Here on WMC we like to highlight real women making real changes. Today’s post is from my aunt who, after decades of smoking, is saying good-bye to that old habit. She is choosing instead to say “hello!” to change.
If you, or anyone you know, would like to share their journey of personal change, please contact either Tracy at email@example.com or myself at firstname.lastname@example.org. Your change doesn’t have to be big. Even a little change can make a world of difference to someone else in the form of inspiration.
While I was in Wisconsin for the month of August, I was able to connect with a favorite aunt. She was getting ready to give up smoking the very next week and I asked her to share her thoughts as she embarked on such a big change.
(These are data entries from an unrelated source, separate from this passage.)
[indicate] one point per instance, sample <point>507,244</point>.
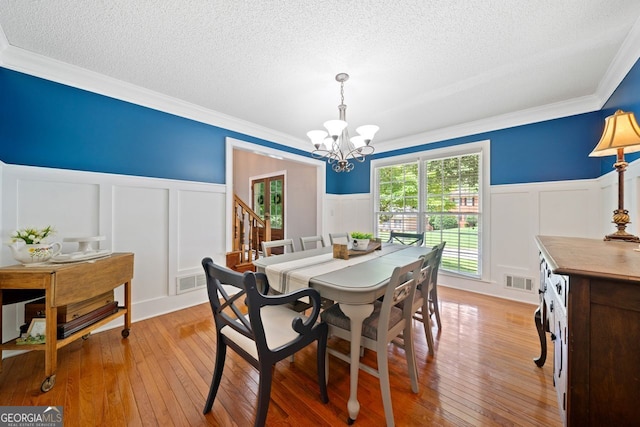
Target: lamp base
<point>624,236</point>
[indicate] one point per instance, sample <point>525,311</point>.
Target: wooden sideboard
<point>66,284</point>
<point>590,303</point>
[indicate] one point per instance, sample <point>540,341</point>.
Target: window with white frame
<point>439,196</point>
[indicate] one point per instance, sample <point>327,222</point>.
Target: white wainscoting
<point>169,226</point>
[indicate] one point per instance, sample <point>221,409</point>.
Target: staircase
<point>249,231</point>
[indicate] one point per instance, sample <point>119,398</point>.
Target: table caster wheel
<point>48,383</point>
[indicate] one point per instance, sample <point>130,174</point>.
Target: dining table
<point>354,283</point>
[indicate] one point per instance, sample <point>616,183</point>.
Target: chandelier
<point>335,145</point>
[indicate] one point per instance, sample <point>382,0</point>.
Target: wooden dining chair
<point>413,239</point>
<point>309,241</point>
<point>343,238</point>
<point>420,302</point>
<point>434,306</point>
<point>268,333</point>
<point>385,323</point>
<point>285,244</point>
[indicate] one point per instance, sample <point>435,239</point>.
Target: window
<point>438,196</point>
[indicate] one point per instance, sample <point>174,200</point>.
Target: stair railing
<point>249,230</point>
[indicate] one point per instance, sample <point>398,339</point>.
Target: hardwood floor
<point>482,375</point>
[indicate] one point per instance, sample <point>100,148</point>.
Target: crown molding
<point>60,72</point>
<point>625,59</point>
<point>585,104</point>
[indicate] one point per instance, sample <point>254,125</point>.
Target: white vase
<point>360,244</point>
<point>29,254</point>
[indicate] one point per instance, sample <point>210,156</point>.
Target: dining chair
<point>385,323</point>
<point>343,238</point>
<point>307,242</point>
<point>268,333</point>
<point>414,239</point>
<point>420,302</point>
<point>285,244</point>
<point>434,306</point>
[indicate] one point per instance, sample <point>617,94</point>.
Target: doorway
<point>267,200</point>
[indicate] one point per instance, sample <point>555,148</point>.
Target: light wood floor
<point>482,375</point>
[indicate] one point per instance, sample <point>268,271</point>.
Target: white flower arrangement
<point>32,236</point>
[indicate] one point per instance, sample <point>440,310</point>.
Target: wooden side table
<point>65,284</point>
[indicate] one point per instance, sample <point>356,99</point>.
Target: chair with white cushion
<point>285,244</point>
<point>385,323</point>
<point>311,242</point>
<point>270,332</point>
<point>420,302</point>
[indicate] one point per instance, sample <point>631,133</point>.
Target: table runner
<point>289,276</point>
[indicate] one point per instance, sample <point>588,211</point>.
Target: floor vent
<point>517,282</point>
<point>191,283</point>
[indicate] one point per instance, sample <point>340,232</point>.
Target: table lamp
<point>621,135</point>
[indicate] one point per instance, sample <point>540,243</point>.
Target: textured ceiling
<point>415,66</point>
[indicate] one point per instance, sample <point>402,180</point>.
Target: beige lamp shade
<point>620,131</point>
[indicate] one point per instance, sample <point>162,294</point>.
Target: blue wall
<point>47,124</point>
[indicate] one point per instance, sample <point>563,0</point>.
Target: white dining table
<point>355,284</point>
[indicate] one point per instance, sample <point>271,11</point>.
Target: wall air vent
<point>190,283</point>
<point>517,282</point>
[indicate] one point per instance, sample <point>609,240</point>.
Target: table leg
<point>356,313</point>
<point>1,340</point>
<point>51,342</point>
<point>127,305</point>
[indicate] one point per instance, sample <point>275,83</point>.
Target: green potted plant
<point>361,240</point>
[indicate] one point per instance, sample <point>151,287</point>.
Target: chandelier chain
<point>335,145</point>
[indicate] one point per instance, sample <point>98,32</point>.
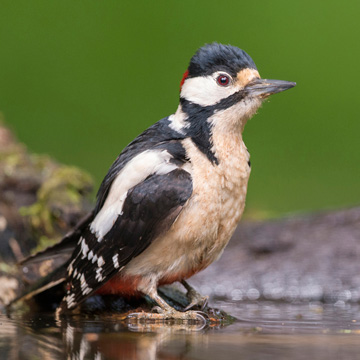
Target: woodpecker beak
<point>264,87</point>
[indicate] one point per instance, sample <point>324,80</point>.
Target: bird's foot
<point>194,297</point>
<point>168,314</point>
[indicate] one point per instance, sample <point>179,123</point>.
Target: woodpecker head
<point>220,91</point>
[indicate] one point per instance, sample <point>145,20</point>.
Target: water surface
<point>264,330</point>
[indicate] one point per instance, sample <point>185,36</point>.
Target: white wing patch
<point>135,171</point>
<point>178,121</point>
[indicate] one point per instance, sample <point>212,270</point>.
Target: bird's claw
<point>162,315</point>
<point>196,299</point>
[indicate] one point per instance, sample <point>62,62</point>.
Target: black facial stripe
<point>200,130</point>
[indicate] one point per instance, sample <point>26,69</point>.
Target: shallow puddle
<point>263,330</point>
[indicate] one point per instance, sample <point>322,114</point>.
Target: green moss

These are her words.
“Tonight I say good-bye to an old friend.
Funny thing to call a habit that will kill you…but that is what he is.
He has aided me through my parents’ deaths, my first prom, my first concert, my graduation!
He was there when my daughter left treatment and I thought I would lose her. He was there when I got her back.
I know this seems strange to those of you that have never quit an addiction…but it really is saying good-bye to an old friend.
BUT I have many new (old) friends that are going to step in and fill this void for me. Because they love me! Something a cigarette NEVER could do for me!
The toughest part of quitting smoking is that there isn’t an outward reward…I won’t lose weight, I won’t buy a smaller pant size, I won’t look “great”.
People so soon forget and this struggle for some of us is no smaller than quitting drinking or another drug.
Thank you to my wonderful niece for letting me post here! I needed to say these things tonight as I lay an old friend to rest for my health, my family and my friends.
Thanks you to what ever the power is that gave me such wonderful people in my life! I don’t want to miss a moment with them!”
It’s always so scary leaving something that is so familiar, even if it’s causing us harm.
So often we think that our old habits are “helping” us, but at what cost?
Have any of you faced a big change such as this? Would you share what helped you get through it?
I’m very happy to report that my aunt is still smoke free today!